While on Compute Canada systems, we support a number of commercial software packages through agreements with the license owners, these will not be available through the instructions on this page. This include for example the Intel and Portland Group compilers. While the modules for the Intel and PGI compilers will be available, you will only have access to the redistributable parts of these packages, usually the shared objects. These are sufficient to run software packages compiled with these compilers, but not to compile new software.

CUDA location[edit]

For CUDA-enabled software packages, our software environment relies on having driver libraries installed in the path /usr/lib64/nvidia.

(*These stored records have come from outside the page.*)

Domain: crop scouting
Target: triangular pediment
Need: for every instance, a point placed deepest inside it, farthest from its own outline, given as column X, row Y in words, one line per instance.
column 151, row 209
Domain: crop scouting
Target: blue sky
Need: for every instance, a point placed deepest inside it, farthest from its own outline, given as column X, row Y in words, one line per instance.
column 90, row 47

On some platforms, recent NVidia drivers will install libraries in /usr/lib64. Because it is not possible to add /usr/lib64 to the LD_LIBRARY_PATH without also pulling all of the system libraries which may be incompatible with our software environment, we recommend you create symbolic links to the installed NVidia libraries into /usr/lib64/nvidia.

LD_LIBRARY_PATH[edit]

Our software environment is designed to use RUNPATH. Defining LD_LIBRARY_PATH is not recommended and can lead to the environment not working.

Missing libraries[edit]

Because we do not define LD_LIBRARY_PATH, and because our libraries are not installed in default Linux locations, binary packages, such as Anaconda, will often not find libraries that they would usually expect. Please see our documentation on Installing binary packages

dbus[edit]

For some applications, dbus needs to be installed. This needs to be installed locally, on the host operating system.